Zeitreise: Als Kiel das Weltzentrum der Astrophysik war
Das Radioteleskop der Christian-Albrechts Universität hat einst geholfen, das Weltall zu vermessen und den Kosmos zu verstehen. Jetzt wollen Wissenschaftler das Technik-Denkmal vor dem Vergessen retten. Und seine Geschichte erzählen.
Wenn man auf der Veloroute 10 in Kiel Richtung Norden fährt, kommt man auch an der Christian-Albrechts-Universität vorbei, der größten Hochschule Schleswig-Holsteins. Nach der Brücke über die Olshausenstraße kommt zur Rechten eine große Baustelle. Mittendrin erregt ein merkwürdiges Gebilde die Aufmerksamkeit der Radfahrer - ein Backsteingebäude mit einem großen Gebilde darauf: ein Parabolspiegel. Jeder, der hier vorbeifährt, überlegt sicher für einen Augenblick, was es mit diesem Gebäude auf sich hat, das hier etwas verloren in einer großen Baustelle herumsteht.

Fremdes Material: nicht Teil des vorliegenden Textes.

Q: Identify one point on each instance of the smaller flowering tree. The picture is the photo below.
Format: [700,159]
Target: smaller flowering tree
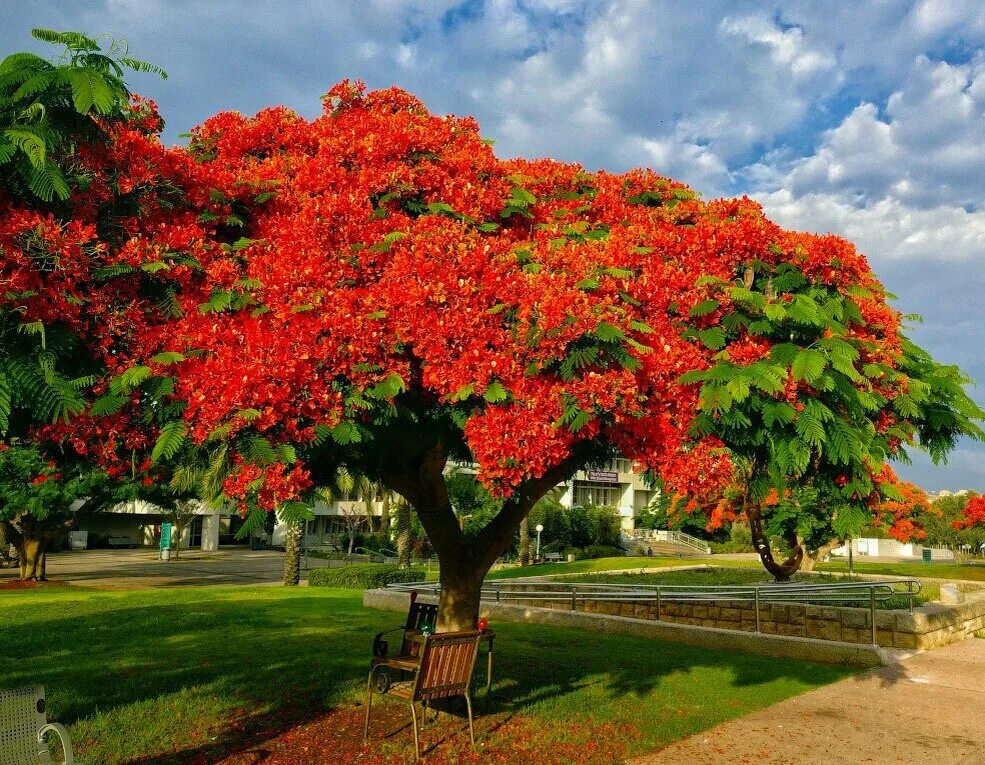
[40,500]
[972,524]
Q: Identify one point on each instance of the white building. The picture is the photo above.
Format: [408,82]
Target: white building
[614,486]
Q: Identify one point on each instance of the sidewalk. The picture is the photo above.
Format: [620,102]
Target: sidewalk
[142,569]
[928,709]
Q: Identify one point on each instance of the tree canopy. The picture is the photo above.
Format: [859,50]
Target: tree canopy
[375,289]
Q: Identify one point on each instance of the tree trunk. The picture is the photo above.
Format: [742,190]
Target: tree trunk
[293,539]
[464,561]
[403,532]
[760,541]
[524,543]
[32,554]
[385,514]
[461,588]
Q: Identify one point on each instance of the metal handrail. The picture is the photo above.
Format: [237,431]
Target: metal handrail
[865,593]
[670,536]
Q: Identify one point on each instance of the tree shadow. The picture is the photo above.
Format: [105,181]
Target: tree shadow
[285,659]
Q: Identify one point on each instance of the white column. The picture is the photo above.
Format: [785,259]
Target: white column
[568,498]
[210,532]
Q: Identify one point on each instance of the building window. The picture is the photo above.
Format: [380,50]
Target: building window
[597,493]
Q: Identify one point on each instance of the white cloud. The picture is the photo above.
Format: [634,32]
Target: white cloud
[925,148]
[886,229]
[721,94]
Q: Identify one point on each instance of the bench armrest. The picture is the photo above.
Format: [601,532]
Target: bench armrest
[58,730]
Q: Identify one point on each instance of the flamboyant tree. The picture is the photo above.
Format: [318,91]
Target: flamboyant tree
[40,500]
[375,290]
[971,526]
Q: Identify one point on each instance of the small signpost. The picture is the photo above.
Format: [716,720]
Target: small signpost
[166,529]
[603,476]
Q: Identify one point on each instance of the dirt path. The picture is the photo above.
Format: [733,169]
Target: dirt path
[928,709]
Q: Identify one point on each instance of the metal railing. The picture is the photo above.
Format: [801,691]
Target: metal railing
[862,594]
[670,537]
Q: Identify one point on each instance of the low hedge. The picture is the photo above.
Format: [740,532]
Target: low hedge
[600,551]
[363,576]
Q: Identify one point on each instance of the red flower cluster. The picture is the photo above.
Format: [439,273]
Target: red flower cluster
[300,273]
[974,514]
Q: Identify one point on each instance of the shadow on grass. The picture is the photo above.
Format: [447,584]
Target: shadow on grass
[211,672]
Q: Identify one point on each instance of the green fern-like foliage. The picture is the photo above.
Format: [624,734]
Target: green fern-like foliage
[819,450]
[48,106]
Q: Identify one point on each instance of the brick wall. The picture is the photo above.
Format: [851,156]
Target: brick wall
[928,626]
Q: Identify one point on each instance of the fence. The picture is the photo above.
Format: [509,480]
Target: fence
[771,603]
[671,537]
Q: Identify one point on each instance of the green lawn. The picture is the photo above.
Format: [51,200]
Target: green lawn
[186,676]
[971,571]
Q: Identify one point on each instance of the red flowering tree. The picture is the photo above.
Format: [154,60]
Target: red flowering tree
[40,500]
[973,519]
[374,289]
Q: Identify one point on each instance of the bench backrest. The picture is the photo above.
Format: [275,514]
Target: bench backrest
[447,661]
[22,715]
[419,616]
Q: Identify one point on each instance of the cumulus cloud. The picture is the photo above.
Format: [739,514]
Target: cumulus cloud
[922,148]
[865,119]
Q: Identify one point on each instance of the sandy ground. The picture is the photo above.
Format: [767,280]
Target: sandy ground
[930,708]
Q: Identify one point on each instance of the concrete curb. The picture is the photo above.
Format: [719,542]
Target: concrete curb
[780,646]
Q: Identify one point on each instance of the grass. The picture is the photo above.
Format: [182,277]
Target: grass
[970,571]
[189,676]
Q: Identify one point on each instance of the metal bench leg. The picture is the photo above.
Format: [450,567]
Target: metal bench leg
[369,705]
[417,742]
[468,703]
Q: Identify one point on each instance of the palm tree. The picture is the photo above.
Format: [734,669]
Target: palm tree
[524,542]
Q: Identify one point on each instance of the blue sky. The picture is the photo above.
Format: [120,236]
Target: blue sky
[864,118]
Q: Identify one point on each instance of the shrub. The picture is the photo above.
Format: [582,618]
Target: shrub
[363,576]
[601,551]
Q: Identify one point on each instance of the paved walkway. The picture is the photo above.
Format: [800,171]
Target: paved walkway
[139,569]
[928,709]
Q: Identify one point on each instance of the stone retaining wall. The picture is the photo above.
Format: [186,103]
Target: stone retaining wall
[928,626]
[776,646]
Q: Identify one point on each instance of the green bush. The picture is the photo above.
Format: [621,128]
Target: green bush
[601,551]
[363,576]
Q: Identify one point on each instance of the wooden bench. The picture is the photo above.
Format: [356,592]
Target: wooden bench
[24,729]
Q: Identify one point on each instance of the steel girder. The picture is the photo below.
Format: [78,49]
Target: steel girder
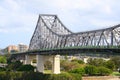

Das Kieler Radioteleskop: "Ohr" ins Weltall
Eine Frage, die sich auch der Industrie-Archäologe Fritz Jürgens stellte, wenn er an dem Teleskop mit dem Fahrrad vorbeifuhr. Er wollte schließlich wissen, was es damit auf sich hat. Stellte Fragen, schaute in Berichte und schrieb einen wissenschaftlichen Aufsatz. Jürgens kam so einer Geschichte auf die Spur, mit der Kiel über mehrere Jahrzehnte in der ganzen Welt berühmt war. Weil eines der ersten radioastronomischen Teleskope, die in Deutschland nach dem Krieg gebaut wurden, das Kieler Radioteleskop war.
In Kiel hat man mit dem Teleskop "das Ohr an die Milchstraße" gehalten. Mit ihm haben Wissenschaftler Signale aus dem Weltraum empfangen. Dort, wo die Astronomen mit ihren optischen Teleskopen nichts mehr sehen können, fangen die Radioastronomen an, ins All zu horchen. Auch in Kiel haben sie elektromagnetische Wellen eingefangen, die bis zu acht Milliarden Lichtjahre weit aus dem Kosmos kommen.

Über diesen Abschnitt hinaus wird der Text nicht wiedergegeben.